The Virtue (Orchestra BioMed) sirolimus-eluting balloon for the treatment of coronary in-stent restenosis has secured breakthrough device designation from the US Food and Drug Administration (FDA).
Breakthrough designation for a medical device or a device-led combination of products enables manufacturers to expedite the development, assessment, and review of a product and allows for frequent interactions and feedback from the FDA during the premarket review phase. In a press release, Orchestra BioMed says that through the program it can expect prioritised review of its submission for Virtue SEB.

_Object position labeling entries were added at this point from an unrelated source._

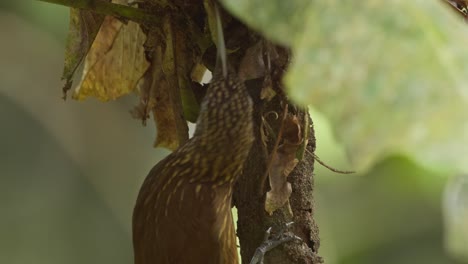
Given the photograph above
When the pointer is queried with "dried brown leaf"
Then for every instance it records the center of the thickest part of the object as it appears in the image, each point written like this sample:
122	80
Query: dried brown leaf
83	28
115	62
284	161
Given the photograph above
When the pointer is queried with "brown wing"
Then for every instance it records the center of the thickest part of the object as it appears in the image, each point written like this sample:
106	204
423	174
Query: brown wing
183	222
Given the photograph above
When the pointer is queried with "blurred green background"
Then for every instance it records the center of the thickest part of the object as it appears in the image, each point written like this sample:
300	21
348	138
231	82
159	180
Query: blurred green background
70	171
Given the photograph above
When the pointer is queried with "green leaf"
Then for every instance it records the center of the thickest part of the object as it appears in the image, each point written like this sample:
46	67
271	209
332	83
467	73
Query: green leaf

It describes it as the first and only non-coated sirolimus-eluting angioplasty balloon system to show promising clinical results, and says it has the potential to offer significant advantages for treatment of coronary in-stent restenosis.
In the press release, Darren R. Sherman, president, chief operating officer and founder of Orchestra BioMed, said: “We believe Virtue SEB addresses an important unmet clinical need and provides an improved treatment alternative for a patient population with limited options. It is the first and only non-coated angioplasty balloon that provides arterial delivery of sirolimus, the proven gold standard drug used on drug-eluting stents for preventing restenosis of treated arteries. We plan to fully leverage the benefits of FDA Breakthrough Device designation as we seek to accelerate the U.S. clinical and regulatory development of Virtue SEB with the goal of providing physicians and patients with the benefits of our novel therapeutic device.”